Kinder in Krisengebieten sind besonders gefährdet

«Kinder, die in Krisengebieten leben, gehören zu den am stärksten gefährdeten Kindern der Welt, erhalten aber keinen routinemässigen Schutz vor lebensbedrohlichen Krankheiten», sagt Suzanne Scheele von der Medikamentenkampagne von MSF. «Diese Regelung für humanitäre Notsituationen hat geholfen, Kinder zu erreichen, die bisher nicht vor einer vermeidbaren, lebensbedrohlichen Lungenentzündung geschützt waren.»

Wir fordern die pharmazeutische Industrie auf, Regierungen und Organisationen wie MSF den Zugang zu erschwinglichen Impfstoffen zu erleichtern, um extrem gefährdete Kinder zu schützen, die dringend geimpft werden müssen.

Suzanne Scheele von der Medikamentenkampagne Access Campaign von MSF
Samos, Griechenland, 17.03.2019

Eine Pflegefachfrau von MSF hält ein gegen Lungenentzündung geimpftes Kind in den Armen.

© Sophia Apostolia/MSF

Profit für Pharmaunternehmen

Die Pharmaunternehmen Pfizer und GSK sind derzeit die einzigen Hersteller des Pneumokokken-Impfstoffes. Es handelt sich um das teuerste Produkt im Standardimpfpaket für Kinder. Die USA lehnen Verhandlungen mit Pharmaunternehmen ab, dort liegt der Listenpreis für den Impfstoff bei bis zu 540 US-Dollar pro Kind. In Frankreich kostet der gleiche Impfstoff 189 Dollar.
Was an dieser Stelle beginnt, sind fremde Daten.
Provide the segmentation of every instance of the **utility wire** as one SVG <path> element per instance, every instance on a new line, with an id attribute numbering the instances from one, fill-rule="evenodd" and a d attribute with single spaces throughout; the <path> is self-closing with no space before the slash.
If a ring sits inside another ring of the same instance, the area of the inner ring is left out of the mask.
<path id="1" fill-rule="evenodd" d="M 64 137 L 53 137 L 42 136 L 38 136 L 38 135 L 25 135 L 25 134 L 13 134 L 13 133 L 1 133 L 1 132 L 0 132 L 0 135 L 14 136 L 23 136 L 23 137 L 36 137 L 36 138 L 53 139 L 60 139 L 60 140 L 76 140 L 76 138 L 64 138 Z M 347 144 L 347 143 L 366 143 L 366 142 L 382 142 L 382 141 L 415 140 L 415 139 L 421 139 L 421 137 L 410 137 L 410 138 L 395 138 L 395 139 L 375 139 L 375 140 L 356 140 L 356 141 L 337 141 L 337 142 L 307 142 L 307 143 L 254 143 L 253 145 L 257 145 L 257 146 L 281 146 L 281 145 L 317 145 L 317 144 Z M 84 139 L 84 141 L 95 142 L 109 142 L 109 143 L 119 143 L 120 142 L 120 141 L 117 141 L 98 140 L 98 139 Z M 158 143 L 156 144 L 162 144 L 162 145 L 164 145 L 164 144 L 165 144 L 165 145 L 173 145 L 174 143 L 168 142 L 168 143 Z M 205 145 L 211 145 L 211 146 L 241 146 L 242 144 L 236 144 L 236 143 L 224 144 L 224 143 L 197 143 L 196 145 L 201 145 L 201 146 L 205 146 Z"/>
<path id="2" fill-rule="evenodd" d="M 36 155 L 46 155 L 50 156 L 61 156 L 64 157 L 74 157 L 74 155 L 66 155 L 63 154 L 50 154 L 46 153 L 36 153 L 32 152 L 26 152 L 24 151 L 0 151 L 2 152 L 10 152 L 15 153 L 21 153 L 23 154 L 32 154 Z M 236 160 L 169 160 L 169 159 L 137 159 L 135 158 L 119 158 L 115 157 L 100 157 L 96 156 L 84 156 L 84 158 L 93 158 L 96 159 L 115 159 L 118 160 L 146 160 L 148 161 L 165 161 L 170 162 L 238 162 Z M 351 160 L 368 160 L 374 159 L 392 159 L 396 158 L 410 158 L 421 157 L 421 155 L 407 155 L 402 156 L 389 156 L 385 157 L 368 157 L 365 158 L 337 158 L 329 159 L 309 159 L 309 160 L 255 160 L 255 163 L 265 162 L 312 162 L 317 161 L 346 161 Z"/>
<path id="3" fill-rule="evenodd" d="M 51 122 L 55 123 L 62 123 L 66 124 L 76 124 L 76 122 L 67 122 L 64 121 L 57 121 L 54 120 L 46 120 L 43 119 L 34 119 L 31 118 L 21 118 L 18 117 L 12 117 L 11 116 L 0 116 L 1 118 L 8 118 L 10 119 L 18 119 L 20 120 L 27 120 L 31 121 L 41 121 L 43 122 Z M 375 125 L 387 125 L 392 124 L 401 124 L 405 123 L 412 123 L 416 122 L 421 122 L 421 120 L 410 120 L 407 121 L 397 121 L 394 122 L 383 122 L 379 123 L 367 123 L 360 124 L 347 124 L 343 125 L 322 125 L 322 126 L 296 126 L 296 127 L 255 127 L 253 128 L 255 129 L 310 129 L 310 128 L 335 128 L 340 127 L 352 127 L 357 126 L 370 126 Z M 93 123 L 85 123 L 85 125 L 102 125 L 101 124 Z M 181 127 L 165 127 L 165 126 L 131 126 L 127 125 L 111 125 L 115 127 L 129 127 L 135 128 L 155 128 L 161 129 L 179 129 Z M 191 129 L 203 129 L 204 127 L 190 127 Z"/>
In kleineren Ländern wie etwa dem Libanon liegt der Preis bei 243 Dollar. In Apotheken in Griechenland kostet der Impfstoff 168 Dollar pro Kind. Seit 2009 haben Pfizer und GSK allein mit dem Pneumokokken-Impfstoff 49,1 Milliarden US-Dollar Umsatz erzielt (Pfizer 43,5 Milliarden US-Dollar und GSK 5,6 Milliarden US-Dollar).

Standardimpfpaket gegen Lungenentzündung, Preis pro Kind. USA: 540 Dollar. Frankreich: 189 Dollar. Libanon: 243 Dollar. Griechenland: 168 Dollar. Humanitäre Regelung: 9 Dollar. In zehn Jahren haben Pfizer und GSK mit dem Pneumokokken-Impfstoff über 49 Milliarden US-Dollar Umsatz erzielt.

Die humanitäre Regelung wurde bisher von Organisationen in mehreren Ländern mit niedrigem Einkommen genutzt, wobei MSF damit Kinder in der Zentralafrikanischen Republik, Niger, Nigeria, Südsudan und Syrien geimpft hat. Die Regelung gilt jedoch derzeit nur für diesen einen Impfstoff. Sie muss dringend auf andere Impfstoffe für den Einsatz in humanitären Krisengebieten ausgedehnt werden.

Samos, Griechenland, 15.03.2019

MSF kämpft für bezahlbaren Impfstoffe gegen Lungenentzündung weltweit.

© Sophia Apostolia/MSF

Impfstoffe sollten für alle erschwinglich sein

«Die Regelung ist eine Notlösung, die im Wesentlichen deshalb entwickelt wurde, weil die Preise für Pneumokokken-Impfstoffe zu hoch sind. Einen wirklichen Unterschied werden erst neue Hersteller machen, die erschwinglichere Impfstoffe auf den Markt bringen und das Leben von Kindern nicht mehr durch Profitgier gefährden», sagt Scheele. «Wir wollen nicht mehr in einer Welt leben, in der Impfstoffe, die vor tödlichen Krankheiten schützen, für so viele Kinder ein Luxus sind.»